2012 has started off as many, including I, have predicted, with some cooling of demand. Although price levels in detached markets such as Vancouver and the immediate suburbs of Richmond, Burnaby, North Vancouver and West Vancouver continue to increase, this rate of increase has slowed. This reduction of demand has caused inventory levels in these sectors to increase 25-30% from the previous year. This will pose to be a healthy damper to quell the seemingly endless double digit price increases. Now, while this may be welcome news for those categories of the market, it will not be for many other markets, such as condominium and detached in the further suburbs who have not experienced substantial price level increases since 2007.
It is safe to say that, as I write this article, in early March, there is a distinct shift of favour occurring in the market from the sellers to the buyers, but for once, in all markets. This presents an interesting and opportunistic time for buyers in the Vancouver Lower Mainland. As interest rates are at all time low and buyers finally have some power in the negotiation process, the environment for prudent buying is quite attractive. The added supply presents more options for buyers in investing and home hunting alike.
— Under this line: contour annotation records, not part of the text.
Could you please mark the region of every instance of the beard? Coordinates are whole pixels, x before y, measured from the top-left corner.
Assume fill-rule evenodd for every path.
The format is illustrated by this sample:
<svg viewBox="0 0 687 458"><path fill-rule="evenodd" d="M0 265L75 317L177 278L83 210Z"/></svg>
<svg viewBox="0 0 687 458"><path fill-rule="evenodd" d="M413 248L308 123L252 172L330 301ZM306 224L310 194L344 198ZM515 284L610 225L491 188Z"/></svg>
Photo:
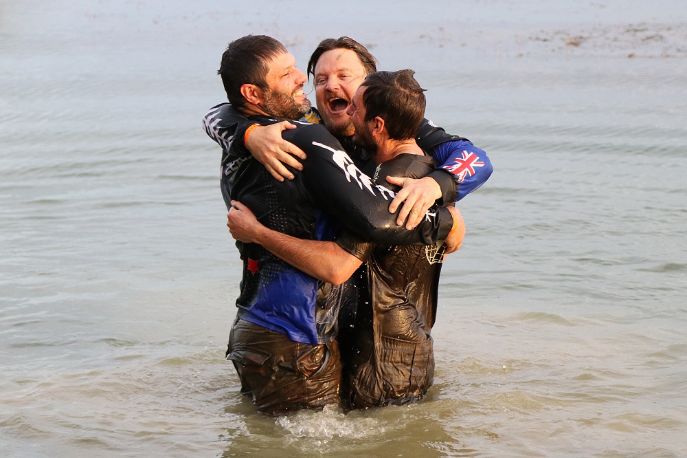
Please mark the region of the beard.
<svg viewBox="0 0 687 458"><path fill-rule="evenodd" d="M350 132L353 131L354 127L353 127L353 122L350 120L350 117L347 116L348 119L339 119L333 120L330 117L329 113L326 111L321 110L319 111L319 117L322 120L322 124L324 127L327 128L327 130L332 135L338 135L339 137L346 137L350 135Z"/></svg>
<svg viewBox="0 0 687 458"><path fill-rule="evenodd" d="M302 90L303 90L302 85L291 94L268 89L264 93L262 109L272 116L291 120L300 119L310 111L313 106L307 98L302 104L296 102L293 94Z"/></svg>
<svg viewBox="0 0 687 458"><path fill-rule="evenodd" d="M352 124L352 122L351 123ZM368 130L366 125L360 126L360 129L356 128L355 133L351 139L354 144L362 146L368 153L373 156L377 152L377 144L375 143L372 135Z"/></svg>

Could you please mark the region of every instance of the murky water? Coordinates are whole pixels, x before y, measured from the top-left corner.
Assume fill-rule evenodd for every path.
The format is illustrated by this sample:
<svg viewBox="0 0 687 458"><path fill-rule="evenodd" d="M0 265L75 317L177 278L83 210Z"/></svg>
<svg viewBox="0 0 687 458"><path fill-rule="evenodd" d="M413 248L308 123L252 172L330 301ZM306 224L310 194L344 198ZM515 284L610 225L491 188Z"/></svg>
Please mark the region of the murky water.
<svg viewBox="0 0 687 458"><path fill-rule="evenodd" d="M0 455L687 455L687 7L626 3L0 1ZM352 36L490 153L418 404L267 417L223 360L200 118L251 32Z"/></svg>

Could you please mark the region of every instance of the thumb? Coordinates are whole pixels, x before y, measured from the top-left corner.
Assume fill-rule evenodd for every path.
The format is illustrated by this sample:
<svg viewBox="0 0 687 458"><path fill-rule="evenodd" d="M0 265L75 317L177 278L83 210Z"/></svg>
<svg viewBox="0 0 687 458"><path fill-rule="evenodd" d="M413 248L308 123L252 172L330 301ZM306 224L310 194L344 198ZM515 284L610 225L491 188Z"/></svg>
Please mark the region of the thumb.
<svg viewBox="0 0 687 458"><path fill-rule="evenodd" d="M392 184L395 184L397 186L403 186L403 184L405 183L405 177L387 177L387 181Z"/></svg>

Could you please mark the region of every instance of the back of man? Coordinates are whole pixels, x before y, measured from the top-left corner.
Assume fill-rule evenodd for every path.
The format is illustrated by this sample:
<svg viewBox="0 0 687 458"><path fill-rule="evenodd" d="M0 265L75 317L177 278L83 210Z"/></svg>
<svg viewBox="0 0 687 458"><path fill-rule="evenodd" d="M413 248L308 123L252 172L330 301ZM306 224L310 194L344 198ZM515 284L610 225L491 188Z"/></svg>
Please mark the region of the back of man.
<svg viewBox="0 0 687 458"><path fill-rule="evenodd" d="M434 166L429 157L402 155L381 164L380 176L421 177ZM421 399L433 380L430 333L442 253L434 246L371 244L348 237L337 243L366 260L351 280L355 287L348 291L356 296L339 318L344 406L364 408Z"/></svg>
<svg viewBox="0 0 687 458"><path fill-rule="evenodd" d="M273 39L248 36L232 42L221 68L229 101L256 122L279 120L264 111L268 107L285 117L299 116L309 103L304 101L304 75L294 63ZM381 228L394 243L436 239L450 229L452 218L445 211L412 231L393 224L381 188L372 188L324 127L299 123L287 136L308 153L305 171L280 182L255 160L225 155L221 182L227 206L240 199L268 228L311 240L331 240L335 228L317 208L338 214L363 234ZM253 395L260 411L273 414L337 402L336 294L321 294L315 278L260 246L240 243L239 249L243 278L227 357L242 392Z"/></svg>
This new trend (but old) in BC real estate may in fact be in fact stay in place for some time. Price levels have reached such a level that added increases are simply contrary to a typical applicant’s ability to finance. Wage levels are not and do not appear, in the near future, to be subject to extraordinary inflationary pressures. In addition, the Federal government continues to place controls on mortgagors such as limited amortizations, elimination of “stated income” and more stringent banking laws overall. This is the opposite of what was happening in the mid 2000’s extended am’s and mortgage approvals based on the mirror (fog) test.
The United States has led the way with more regulation in the industry, as they often do, and this cannot help but trickle across the border to us also. World markets, for years now, continue to offer instability, almost to the point of stability. This probably won’t be changing anytime soon as the countries with the most serious economic problems, in Europe, will take many more years to be straightened out. Of course China continues to be a dominant force on the globe with an ever growing middle class, many of whom seek to invest here in British Columbia.
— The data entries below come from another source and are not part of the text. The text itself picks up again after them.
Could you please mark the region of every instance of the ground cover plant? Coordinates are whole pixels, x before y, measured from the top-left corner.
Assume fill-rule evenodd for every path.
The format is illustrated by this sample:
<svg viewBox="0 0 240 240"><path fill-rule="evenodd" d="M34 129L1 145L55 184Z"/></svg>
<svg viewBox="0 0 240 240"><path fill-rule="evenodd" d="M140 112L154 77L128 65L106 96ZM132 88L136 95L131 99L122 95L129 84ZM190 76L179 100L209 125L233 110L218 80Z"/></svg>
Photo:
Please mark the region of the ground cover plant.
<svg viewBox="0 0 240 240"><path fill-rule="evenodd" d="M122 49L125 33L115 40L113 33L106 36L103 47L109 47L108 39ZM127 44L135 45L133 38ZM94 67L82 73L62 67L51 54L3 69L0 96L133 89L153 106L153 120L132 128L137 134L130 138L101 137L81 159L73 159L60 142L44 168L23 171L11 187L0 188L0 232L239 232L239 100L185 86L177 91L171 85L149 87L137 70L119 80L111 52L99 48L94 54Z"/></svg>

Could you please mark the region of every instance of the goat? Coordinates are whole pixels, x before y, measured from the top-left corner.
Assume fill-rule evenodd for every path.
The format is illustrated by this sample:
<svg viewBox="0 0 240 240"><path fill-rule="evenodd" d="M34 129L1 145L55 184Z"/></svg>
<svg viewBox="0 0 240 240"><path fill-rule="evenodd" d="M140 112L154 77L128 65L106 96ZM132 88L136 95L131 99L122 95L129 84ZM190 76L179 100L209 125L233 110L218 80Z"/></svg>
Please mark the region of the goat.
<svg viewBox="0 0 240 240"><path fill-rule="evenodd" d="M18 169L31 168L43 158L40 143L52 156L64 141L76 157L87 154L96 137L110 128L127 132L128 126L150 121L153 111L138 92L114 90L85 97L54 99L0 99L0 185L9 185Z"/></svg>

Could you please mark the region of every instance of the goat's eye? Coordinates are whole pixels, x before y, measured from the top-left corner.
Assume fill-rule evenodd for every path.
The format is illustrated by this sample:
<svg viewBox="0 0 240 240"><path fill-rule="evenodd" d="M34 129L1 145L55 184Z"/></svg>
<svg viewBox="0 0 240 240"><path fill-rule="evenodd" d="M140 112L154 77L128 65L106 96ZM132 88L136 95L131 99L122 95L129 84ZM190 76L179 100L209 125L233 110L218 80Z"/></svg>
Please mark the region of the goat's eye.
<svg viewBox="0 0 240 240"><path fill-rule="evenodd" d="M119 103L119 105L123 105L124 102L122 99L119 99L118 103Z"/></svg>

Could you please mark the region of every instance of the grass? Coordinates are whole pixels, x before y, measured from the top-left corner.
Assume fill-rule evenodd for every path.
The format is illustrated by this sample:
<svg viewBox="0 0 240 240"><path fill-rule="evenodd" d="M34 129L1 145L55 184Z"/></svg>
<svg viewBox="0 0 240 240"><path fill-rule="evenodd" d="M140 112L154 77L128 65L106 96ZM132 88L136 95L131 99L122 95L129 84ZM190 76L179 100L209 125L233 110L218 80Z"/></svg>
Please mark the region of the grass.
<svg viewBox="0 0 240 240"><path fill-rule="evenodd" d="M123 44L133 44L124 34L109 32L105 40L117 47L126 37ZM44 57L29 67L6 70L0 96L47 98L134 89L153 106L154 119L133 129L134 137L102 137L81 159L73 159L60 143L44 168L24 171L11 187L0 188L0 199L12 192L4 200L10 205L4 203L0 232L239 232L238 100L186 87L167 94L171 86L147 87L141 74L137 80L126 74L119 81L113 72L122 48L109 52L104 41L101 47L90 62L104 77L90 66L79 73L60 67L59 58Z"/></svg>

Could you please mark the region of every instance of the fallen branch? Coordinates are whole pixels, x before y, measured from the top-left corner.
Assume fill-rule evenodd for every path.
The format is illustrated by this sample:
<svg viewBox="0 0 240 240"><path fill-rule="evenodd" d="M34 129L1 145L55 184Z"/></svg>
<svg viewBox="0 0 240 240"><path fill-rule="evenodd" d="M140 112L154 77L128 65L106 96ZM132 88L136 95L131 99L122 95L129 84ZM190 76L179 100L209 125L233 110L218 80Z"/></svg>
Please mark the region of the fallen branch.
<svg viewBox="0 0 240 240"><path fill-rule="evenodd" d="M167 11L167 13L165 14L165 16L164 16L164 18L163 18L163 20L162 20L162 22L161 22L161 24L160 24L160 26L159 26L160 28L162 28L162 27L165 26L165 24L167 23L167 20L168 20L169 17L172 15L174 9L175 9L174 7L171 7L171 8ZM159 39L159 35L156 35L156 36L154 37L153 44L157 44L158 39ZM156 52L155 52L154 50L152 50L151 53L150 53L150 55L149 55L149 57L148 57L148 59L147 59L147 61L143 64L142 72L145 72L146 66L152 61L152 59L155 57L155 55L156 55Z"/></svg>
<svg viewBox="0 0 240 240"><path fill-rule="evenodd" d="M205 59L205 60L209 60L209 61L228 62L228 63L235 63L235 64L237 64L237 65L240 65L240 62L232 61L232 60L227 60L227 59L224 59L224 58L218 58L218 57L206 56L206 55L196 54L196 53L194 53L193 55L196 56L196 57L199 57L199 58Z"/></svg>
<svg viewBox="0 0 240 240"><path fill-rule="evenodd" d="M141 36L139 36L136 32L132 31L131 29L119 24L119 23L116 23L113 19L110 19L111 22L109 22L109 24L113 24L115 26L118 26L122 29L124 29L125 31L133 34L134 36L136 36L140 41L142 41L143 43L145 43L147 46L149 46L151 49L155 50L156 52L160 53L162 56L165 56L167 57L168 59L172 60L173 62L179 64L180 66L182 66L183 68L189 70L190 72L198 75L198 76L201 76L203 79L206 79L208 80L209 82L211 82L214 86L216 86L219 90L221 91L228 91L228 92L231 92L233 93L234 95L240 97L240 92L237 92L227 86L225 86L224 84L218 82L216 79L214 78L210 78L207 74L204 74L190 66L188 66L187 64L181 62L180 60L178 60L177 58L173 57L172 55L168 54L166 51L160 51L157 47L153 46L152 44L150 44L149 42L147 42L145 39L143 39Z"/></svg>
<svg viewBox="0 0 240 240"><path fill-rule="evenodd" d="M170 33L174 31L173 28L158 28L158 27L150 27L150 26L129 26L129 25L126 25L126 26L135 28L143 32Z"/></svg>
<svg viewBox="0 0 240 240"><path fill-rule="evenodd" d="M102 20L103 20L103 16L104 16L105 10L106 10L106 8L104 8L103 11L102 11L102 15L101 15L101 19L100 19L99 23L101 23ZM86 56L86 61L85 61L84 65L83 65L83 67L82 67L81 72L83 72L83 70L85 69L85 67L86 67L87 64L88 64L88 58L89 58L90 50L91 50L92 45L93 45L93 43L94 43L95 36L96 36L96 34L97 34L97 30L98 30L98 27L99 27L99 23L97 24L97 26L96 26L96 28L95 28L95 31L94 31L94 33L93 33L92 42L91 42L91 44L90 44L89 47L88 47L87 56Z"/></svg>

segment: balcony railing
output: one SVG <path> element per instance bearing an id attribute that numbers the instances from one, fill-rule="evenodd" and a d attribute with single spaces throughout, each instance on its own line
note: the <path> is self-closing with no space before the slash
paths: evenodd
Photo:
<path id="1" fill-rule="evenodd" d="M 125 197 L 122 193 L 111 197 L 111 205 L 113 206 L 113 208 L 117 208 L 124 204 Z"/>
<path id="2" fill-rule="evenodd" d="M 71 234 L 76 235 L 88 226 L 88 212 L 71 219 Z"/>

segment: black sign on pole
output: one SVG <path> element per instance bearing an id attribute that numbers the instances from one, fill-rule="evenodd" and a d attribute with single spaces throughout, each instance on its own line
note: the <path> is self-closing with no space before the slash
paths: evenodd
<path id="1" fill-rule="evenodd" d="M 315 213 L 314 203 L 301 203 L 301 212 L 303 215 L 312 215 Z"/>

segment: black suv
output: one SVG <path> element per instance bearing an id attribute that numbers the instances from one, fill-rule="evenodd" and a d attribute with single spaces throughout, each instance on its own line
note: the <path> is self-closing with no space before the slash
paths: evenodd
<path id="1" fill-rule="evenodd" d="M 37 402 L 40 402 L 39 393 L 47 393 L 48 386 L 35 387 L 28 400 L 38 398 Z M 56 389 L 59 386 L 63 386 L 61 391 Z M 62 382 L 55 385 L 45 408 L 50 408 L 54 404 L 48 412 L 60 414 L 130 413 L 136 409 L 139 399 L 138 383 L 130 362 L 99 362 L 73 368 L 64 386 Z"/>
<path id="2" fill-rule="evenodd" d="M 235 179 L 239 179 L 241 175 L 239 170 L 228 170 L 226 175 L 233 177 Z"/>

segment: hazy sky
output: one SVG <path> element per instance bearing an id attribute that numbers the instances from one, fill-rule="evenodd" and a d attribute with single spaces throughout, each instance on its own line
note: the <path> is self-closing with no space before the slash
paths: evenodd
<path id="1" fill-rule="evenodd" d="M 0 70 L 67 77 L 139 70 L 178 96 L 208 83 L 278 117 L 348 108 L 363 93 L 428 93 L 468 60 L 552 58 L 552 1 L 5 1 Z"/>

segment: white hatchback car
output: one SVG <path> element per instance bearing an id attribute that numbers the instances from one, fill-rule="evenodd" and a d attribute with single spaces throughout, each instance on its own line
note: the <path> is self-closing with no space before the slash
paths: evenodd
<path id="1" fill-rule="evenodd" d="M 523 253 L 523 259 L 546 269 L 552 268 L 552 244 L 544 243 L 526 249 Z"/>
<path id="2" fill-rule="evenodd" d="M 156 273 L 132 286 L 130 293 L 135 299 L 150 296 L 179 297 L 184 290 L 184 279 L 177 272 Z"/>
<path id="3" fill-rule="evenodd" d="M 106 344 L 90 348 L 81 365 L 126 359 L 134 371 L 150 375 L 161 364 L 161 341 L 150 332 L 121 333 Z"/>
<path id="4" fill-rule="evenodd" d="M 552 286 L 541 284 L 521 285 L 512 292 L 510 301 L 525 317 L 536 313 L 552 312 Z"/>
In BC, politically, we are now closing on a 12 month window to the next election and, for the first time in over a decade, a change of administration is very possible. This change, if it occurs, will certainly have an effect on the economy, either through added taxation, public economic confidence, or both. The real estate market is already beginning to mildly discount for this distinct possibility, which is a good thing. Those who want to get out of the game at the top, are doing so.
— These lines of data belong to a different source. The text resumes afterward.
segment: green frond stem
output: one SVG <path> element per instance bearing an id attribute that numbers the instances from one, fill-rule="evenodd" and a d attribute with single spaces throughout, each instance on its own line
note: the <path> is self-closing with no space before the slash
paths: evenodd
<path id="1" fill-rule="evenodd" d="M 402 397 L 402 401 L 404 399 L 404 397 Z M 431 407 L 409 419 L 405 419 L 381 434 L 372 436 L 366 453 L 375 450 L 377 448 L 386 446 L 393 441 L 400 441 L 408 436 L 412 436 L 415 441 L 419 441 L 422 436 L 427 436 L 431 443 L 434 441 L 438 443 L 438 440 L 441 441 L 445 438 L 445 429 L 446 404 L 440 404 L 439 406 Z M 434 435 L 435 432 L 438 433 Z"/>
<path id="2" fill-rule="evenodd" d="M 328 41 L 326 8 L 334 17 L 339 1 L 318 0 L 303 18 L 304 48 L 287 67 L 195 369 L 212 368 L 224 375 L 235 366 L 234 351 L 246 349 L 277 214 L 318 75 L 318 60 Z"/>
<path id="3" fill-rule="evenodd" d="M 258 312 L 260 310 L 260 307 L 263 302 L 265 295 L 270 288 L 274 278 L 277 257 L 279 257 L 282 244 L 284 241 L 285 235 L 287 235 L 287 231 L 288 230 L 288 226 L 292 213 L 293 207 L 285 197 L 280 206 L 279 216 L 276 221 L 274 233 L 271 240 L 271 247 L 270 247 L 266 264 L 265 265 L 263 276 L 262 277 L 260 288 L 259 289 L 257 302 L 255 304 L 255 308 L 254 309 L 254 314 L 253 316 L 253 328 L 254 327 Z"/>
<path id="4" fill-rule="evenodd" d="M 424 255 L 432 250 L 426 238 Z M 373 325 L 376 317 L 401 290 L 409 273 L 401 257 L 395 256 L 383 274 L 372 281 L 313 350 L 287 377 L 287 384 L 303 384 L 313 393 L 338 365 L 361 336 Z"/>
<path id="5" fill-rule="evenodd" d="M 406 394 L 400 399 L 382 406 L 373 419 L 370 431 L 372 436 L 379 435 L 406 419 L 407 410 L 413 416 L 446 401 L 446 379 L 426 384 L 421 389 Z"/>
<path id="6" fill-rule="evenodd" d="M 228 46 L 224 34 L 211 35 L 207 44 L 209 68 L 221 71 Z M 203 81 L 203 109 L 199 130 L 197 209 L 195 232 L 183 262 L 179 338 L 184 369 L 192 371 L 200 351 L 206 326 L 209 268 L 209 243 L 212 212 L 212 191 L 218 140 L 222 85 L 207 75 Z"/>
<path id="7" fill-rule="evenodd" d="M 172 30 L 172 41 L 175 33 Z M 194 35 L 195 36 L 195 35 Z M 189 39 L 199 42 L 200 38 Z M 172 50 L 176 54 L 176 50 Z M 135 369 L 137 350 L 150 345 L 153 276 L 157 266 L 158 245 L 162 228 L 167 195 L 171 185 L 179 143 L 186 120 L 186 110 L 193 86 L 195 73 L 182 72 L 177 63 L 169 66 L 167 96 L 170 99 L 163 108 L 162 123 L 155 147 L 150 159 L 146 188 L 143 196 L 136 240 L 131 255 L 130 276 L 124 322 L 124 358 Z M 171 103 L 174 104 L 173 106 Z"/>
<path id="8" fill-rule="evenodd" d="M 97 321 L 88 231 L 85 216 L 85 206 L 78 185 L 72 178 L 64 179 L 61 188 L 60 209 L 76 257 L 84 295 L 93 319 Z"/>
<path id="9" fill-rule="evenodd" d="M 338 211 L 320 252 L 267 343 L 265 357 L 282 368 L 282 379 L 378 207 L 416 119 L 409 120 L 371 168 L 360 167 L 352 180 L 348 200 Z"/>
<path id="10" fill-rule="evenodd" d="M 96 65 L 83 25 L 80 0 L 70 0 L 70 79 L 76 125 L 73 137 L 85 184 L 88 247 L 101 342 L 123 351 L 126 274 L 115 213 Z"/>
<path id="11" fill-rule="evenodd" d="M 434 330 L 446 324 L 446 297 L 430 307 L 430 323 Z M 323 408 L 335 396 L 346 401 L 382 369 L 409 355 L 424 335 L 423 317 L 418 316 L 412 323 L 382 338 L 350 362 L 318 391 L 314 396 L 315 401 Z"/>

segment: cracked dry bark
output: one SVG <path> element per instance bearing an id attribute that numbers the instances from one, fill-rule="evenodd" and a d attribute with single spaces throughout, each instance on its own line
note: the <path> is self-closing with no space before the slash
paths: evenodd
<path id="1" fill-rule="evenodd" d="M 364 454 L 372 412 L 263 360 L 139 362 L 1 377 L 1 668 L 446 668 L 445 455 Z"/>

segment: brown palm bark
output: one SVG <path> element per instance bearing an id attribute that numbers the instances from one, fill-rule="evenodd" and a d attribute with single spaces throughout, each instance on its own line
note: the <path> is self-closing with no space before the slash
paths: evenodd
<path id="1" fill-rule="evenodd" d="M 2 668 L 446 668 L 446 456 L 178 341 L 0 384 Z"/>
Overall, the aforementioned factors point to an overall outcome of balance, with little propensity for further continued price increases. Certainly, there will be some price settling in many market categories but not likely to be any cataclysmic collapses. Sellers, as always, will hold onto their assets if they do not achieve the price levels they desire, while buyers now will have options for prudent and wise investing given the added inventory and continued low interest rates. This changing climate appears to be setting in like the clutch in a new car, however this time it may be more akin to a Ford than a Porsche.